Documentation
¶
Overview ¶
Package llmrouter provides a unified interface for routing LLM requests across multiple AI providers. Write once against a single API and deploy across OpenAI, Anthropic Claude, Google Gemini, or any OpenAI-compatible service — DeepSeek, Groq, Together AI, Ollama, Sarvam, and more.
Installation ¶
go get github.com/bluefunda/llmrouter
Quick start ¶
import (
llmrouter "github.com/bluefunda/llmrouter"

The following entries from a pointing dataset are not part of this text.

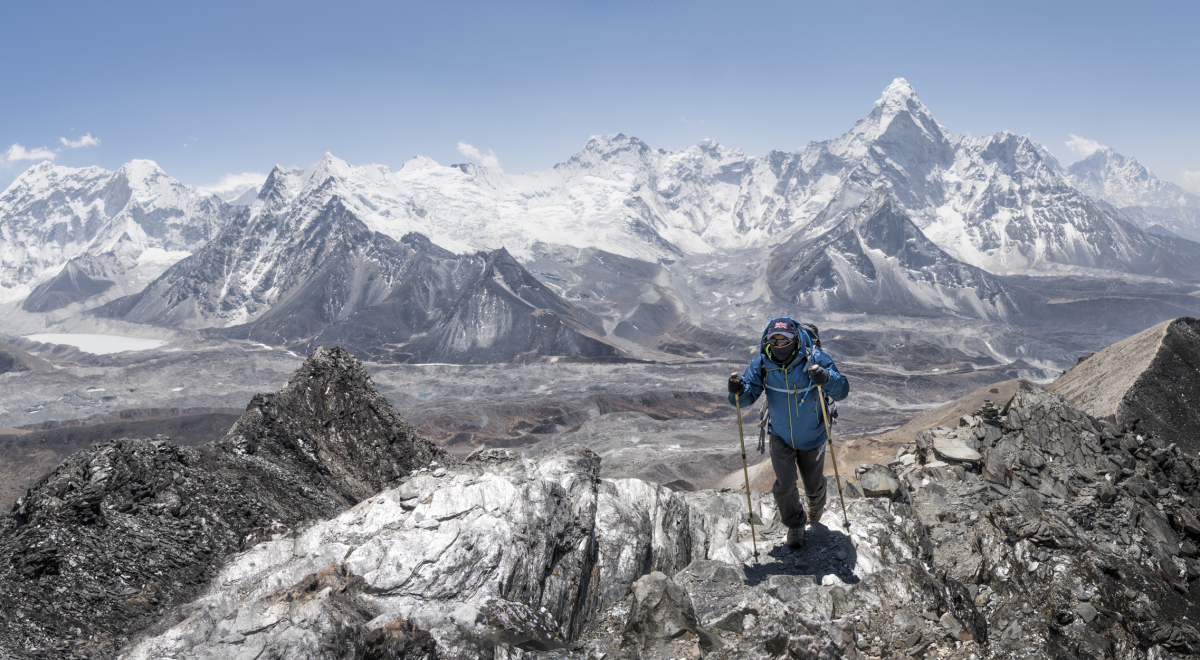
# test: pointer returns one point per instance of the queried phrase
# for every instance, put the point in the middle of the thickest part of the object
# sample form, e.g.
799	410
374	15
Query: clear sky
208	89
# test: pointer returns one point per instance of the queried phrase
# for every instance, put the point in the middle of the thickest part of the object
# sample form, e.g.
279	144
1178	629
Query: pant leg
811	465
787	497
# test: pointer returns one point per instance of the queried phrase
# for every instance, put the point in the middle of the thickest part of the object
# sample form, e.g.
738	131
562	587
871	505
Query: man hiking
790	369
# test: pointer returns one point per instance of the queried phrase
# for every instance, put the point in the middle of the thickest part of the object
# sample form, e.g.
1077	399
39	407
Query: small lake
99	345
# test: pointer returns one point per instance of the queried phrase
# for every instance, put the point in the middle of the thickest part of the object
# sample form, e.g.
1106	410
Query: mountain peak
139	169
900	91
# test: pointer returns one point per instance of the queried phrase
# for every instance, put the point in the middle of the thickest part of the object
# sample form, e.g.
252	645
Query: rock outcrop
1151	378
1067	538
1073	535
120	533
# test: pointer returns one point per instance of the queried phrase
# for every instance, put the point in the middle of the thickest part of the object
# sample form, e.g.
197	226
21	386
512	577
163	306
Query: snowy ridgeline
99	345
996	202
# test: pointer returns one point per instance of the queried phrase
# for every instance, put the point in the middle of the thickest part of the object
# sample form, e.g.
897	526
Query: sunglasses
779	340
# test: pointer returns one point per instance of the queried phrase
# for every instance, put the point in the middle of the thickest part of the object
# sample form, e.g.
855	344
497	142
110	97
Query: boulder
954	449
994	467
1149	378
663	617
880	481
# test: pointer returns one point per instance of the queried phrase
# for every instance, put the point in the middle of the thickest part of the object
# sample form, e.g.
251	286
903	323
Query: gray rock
994	467
661	615
880	481
954	449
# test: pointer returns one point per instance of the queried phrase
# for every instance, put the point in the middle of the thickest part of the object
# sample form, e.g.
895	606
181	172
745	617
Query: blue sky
221	88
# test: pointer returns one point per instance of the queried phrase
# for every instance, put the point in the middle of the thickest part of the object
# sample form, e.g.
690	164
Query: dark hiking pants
810	465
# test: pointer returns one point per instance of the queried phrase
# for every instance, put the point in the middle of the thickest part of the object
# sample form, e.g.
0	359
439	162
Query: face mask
780	353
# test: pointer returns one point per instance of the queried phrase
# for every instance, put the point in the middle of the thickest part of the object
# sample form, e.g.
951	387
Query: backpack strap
763	411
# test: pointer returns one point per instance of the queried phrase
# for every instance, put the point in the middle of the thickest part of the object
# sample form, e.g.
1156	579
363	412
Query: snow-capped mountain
300	268
138	219
1127	184
996	202
877	261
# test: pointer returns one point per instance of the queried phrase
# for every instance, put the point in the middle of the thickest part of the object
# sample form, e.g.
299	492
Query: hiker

"github.com/bluefunda/llmrouter/middleware"
"github.com/bluefunda/llmrouter/providers/anthropic"
"github.com/bluefunda/llmrouter/providers/openai"
)
router := llmrouter.New(
llmrouter.WithProvider("openai", openai.NewFromEnv("openai", "OPENAI_API_KEY")),
llmrouter.WithProvider("anthropic", anthropic.NewFromEnv()),
llmrouter.WithMiddleware(
middleware.Retry(3, time.Second),
middleware.Timeout(60*time.Second),
),
)
resp, err := router.Complete(ctx, &llmrouter.Request{
Model: "gpt-4o-mini",
Messages: []llmrouter.Message{{Role: llmrouter.RoleUser, Content: "Hello!"}},
})
Providers ¶
Three native provider packages are included:
- github.com/bluefunda/llmrouter/providers/openai — OpenAI (gpt-4o, gpt-4o-mini, o1, ...)
- github.com/bluefunda/llmrouter/providers/anthropic — Anthropic Claude (claude-sonnet-4, claude-haiku-4, ...)
- github.com/bluefunda/llmrouter/providers/gemini — Google Gemini (gemini-2.0-flash, gemini-2.5-pro, ...)
The openai package also covers any OpenAI-compatible API via built-in presets:
openai.NewFromEnv("deepseek", "DEEPSEEK_API_KEY") // DeepSeek
openai.NewFromEnv("groq", "GROQ_API_KEY") // Groq
openai.NewFromEnv("together", "TOGETHER_API_KEY") // Together AI
openai.NewFromEnv("ollama", "") // Ollama (local)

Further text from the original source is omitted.